Note: Devotion based on last Sunday's sermon on Genesis 37:
Genesis
37 begins the inspired narrative of the life of Joseph, an account which extends
through Genesis 50. It tells us how his envious brothers hated him and sold him
into slavery. What do we draw from this inspired account?
We
are reminded that there is a sovereign God who is working out his perfect and
all-wise will in all the providential circumstances of this life, including in
the face of evil, in grief and pain and loss.
It
is noteworthy that the name of God nowhere explicitly appears in this chapter.
He is not always named, but He is always there.
And
we see something in this lesser story, shadows and hints, of a greater story,
if we compare Joseph with the Lord Jesus Christ:
Joseph
was the beloved son of his father Jacob (Genesis 37:3).
The Lord Jesus Christ is the only begotten Son of
the Father from all eternity, made flesh in the fullness of time (John 1:14, 18;
Galatians 4:4).
Joseph
was given special revelation by God, as a dreamer (37:5-11, 19).
Christ is the prophet, priest, and king, who
spoke the Word of God. In the Sermon on the Mount, he said, over and again, “Ye
have heard it said….but I say unto you…”
Joseph
was hated of the brothers he was sent to deliver from the death of famine (37:4).
John said of Christ, “He came unto his own, and
his own received him not” (John 1:10). Christ himself said in John 3:19, “And
this is the condemnation, that light is come into the world, and men loved
darkness rather than light, because their deeds were evil.”
Joseph
came seeking his brethren to do them good on behalf of their father (37:13).
John 3:16 says, “God so love the world that he
gave [sent] his only begotten Son that whosoever believeth in him should not
perish but have everlasting life.”
Christ told in Mark 12 the parable of the
vineyard owner whose husbandmen abused his servants sent to them, till finally he
sent his own dear son, and they said, “This is the heir; come, let us kill him,
and the inheritance will be ours” (Mark 12:7).
Joseph
was stripped of his coat and cast into a waterless pit (37:23).
Christ was stripped of his clothing for which the
soldiers cast lots; he was crucified, and then placed in a tomb.
Joseph
was sold by his brother for 20 pieces of silver (37:28).
Christ was betrayed by Judas one of the twelve, a
friend like a dear brother, for 30 pieces of silver (Matthew 26:15).
Joseph’s
coat was dipped in the blood of a kid of a goat (37:31).

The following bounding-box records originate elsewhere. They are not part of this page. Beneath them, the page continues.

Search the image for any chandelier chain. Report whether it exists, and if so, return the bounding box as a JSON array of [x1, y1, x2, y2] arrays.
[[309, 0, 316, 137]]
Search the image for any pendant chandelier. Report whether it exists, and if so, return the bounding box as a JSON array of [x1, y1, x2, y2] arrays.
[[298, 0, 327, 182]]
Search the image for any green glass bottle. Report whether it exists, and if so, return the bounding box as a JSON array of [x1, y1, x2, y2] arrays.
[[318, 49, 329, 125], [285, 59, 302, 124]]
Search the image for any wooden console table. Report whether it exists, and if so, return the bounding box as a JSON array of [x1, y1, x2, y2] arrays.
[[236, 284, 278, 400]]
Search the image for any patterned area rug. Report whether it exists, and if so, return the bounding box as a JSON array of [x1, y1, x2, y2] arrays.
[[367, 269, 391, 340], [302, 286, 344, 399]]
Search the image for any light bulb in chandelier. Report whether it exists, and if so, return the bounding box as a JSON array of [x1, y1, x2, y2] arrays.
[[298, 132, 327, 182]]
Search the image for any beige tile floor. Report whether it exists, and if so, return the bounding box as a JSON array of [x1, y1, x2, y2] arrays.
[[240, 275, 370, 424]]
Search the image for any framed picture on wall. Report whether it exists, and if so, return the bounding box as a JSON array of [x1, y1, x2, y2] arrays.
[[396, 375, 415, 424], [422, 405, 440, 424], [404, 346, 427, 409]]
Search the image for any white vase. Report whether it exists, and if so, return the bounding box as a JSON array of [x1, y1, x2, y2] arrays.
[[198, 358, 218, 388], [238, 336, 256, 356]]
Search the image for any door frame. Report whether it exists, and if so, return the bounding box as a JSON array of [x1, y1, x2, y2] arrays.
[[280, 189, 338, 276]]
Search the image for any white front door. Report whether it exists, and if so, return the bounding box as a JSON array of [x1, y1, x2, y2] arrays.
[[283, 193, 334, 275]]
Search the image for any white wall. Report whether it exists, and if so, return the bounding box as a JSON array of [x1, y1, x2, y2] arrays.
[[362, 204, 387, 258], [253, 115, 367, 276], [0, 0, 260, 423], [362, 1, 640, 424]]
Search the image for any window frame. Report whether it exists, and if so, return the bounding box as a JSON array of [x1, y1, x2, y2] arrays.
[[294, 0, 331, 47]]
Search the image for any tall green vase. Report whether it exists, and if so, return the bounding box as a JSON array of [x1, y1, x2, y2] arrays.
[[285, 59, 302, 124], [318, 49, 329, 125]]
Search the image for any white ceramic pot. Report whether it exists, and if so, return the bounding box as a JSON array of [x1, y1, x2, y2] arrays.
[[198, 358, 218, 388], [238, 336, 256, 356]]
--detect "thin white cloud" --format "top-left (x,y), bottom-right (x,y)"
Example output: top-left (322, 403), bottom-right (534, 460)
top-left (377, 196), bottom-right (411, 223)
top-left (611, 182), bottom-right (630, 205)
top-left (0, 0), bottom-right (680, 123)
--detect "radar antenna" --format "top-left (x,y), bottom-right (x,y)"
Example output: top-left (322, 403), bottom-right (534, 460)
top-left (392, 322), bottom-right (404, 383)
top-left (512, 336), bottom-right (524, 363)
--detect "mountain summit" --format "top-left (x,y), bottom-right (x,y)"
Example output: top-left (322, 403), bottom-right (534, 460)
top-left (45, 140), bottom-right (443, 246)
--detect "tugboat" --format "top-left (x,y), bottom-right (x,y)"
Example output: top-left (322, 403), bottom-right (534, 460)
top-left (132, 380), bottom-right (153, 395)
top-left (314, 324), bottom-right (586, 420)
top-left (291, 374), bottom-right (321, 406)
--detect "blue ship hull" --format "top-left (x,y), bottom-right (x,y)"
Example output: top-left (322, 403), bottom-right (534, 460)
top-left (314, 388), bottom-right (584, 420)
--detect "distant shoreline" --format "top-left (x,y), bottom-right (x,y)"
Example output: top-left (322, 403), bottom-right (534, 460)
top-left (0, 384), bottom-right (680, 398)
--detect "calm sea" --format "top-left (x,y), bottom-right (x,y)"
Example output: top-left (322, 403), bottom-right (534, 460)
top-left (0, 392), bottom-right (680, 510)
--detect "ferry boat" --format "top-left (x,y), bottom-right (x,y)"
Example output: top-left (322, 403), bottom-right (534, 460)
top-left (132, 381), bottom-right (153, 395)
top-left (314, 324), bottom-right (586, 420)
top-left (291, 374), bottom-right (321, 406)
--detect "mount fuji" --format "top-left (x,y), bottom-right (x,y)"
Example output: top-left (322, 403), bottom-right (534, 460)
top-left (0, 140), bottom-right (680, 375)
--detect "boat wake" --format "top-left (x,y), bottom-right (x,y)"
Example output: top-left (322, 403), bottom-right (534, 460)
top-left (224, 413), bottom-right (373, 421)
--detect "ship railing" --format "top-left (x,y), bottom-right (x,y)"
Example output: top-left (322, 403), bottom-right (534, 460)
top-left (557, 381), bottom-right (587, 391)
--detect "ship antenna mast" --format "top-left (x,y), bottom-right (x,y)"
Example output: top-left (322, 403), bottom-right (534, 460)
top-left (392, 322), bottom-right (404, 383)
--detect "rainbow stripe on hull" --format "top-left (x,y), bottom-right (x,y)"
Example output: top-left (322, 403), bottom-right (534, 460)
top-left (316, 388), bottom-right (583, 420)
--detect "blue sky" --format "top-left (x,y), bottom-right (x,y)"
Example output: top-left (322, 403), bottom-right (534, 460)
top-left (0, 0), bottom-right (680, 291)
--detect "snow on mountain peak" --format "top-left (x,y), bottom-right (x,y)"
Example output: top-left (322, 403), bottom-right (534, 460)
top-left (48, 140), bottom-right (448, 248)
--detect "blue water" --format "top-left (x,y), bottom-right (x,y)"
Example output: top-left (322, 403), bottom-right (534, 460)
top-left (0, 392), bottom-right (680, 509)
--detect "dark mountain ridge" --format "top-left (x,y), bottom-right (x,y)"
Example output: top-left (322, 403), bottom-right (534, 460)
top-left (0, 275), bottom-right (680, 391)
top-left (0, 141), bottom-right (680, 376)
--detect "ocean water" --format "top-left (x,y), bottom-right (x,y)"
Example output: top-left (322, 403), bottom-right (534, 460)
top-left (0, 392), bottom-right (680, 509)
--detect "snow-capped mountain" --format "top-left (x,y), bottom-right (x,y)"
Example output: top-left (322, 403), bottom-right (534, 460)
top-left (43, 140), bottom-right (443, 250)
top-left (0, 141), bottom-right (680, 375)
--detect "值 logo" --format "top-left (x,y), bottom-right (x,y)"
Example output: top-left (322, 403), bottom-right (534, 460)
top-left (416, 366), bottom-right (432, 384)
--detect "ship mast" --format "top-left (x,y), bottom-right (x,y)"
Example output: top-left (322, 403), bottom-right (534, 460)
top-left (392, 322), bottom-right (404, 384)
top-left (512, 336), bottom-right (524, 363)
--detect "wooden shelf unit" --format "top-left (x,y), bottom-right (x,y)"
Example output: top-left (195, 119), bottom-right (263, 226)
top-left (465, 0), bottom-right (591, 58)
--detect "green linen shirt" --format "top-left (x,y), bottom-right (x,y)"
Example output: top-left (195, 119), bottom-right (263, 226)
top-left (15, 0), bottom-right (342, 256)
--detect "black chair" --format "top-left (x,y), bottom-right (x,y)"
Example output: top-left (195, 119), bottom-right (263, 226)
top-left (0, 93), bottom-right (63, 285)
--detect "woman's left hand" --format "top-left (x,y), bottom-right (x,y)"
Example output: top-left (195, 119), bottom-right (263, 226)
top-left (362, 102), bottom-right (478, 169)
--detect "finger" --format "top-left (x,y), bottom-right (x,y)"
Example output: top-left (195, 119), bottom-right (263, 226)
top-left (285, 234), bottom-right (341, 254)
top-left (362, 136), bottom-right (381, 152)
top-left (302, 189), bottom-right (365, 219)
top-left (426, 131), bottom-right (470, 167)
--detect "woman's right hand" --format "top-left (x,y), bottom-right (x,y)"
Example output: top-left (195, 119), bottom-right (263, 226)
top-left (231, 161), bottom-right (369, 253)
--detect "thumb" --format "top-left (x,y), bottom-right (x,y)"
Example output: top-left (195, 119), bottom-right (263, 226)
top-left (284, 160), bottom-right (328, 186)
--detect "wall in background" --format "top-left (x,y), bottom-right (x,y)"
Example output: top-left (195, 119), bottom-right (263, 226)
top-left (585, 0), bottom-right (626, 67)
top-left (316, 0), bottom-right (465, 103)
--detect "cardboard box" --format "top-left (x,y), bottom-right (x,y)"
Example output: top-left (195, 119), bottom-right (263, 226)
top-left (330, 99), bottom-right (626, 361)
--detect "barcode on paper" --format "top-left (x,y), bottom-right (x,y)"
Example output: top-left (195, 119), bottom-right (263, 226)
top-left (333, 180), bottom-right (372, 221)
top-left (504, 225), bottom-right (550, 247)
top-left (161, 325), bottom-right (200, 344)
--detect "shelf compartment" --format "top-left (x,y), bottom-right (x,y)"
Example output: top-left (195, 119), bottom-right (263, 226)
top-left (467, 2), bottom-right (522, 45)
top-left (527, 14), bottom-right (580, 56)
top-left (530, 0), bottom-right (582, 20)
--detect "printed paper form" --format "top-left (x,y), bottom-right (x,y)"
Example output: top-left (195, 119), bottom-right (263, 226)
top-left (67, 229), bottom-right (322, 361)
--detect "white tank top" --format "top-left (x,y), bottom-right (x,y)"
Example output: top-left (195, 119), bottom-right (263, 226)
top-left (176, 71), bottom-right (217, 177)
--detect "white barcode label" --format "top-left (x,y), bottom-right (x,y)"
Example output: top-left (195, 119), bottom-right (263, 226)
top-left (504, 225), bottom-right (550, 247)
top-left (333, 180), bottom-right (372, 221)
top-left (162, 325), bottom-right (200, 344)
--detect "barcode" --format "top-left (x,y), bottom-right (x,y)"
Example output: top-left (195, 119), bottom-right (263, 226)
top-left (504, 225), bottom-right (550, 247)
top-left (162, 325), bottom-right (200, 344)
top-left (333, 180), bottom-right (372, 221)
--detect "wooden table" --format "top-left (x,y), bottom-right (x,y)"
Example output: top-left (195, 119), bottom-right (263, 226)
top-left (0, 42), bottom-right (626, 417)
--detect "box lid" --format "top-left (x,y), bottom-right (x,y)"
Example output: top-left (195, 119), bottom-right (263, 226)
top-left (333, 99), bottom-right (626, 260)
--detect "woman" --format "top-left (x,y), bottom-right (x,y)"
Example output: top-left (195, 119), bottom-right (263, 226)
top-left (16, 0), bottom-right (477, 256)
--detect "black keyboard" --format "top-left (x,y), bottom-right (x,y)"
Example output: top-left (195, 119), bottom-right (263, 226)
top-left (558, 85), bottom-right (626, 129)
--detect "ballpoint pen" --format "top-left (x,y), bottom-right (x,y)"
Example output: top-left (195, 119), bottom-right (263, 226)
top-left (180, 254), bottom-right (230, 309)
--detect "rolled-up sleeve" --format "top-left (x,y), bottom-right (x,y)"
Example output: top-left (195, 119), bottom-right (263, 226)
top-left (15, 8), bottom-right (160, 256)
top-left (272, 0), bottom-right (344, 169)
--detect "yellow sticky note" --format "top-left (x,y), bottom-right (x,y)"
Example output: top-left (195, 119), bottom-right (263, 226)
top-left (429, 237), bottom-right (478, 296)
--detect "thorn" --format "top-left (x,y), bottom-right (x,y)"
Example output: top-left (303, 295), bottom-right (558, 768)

Christ shed his own blood on the cross, and He gave
himself a ransom for many.
Jacob
mourned and wept at the loss of his son, though he did not know Joseph still
lived (37:34-35).
The disciples wept and mourned at the death of
Christ, not knowing, at first, that he would, as he said, be gloriously raised
on the third day.
Our Lord was under the power of death for three
days. For 36 terrible hours. 12 hours Friday evening. 24 hours from midnight
Friday to midnight Saturday. And for six more hours from midnight Saturday till
the early morning on the first day of the week. But then he was gloriously
raised just as he said, and death was swallowed up in victory.
One
of the great themes throughout this Joseph account will be summed up when Joseph
meets those brothers years later in Genesis 50:20, and he says to them, “ye
thought evil against me, but God meant it for good.” That is the Old Testament
equivalent to Romans 8:28: “And we know that all things work together for good
to them that love God, to them who are the called according to his purpose.”
Joseph
was a great man with a great story, and he had a great role in God’s plan of
salvation. But Christ is a greater man than Joseph, with a greater story. He is
the Savior of all men. To him be glory forever and ever. Amen.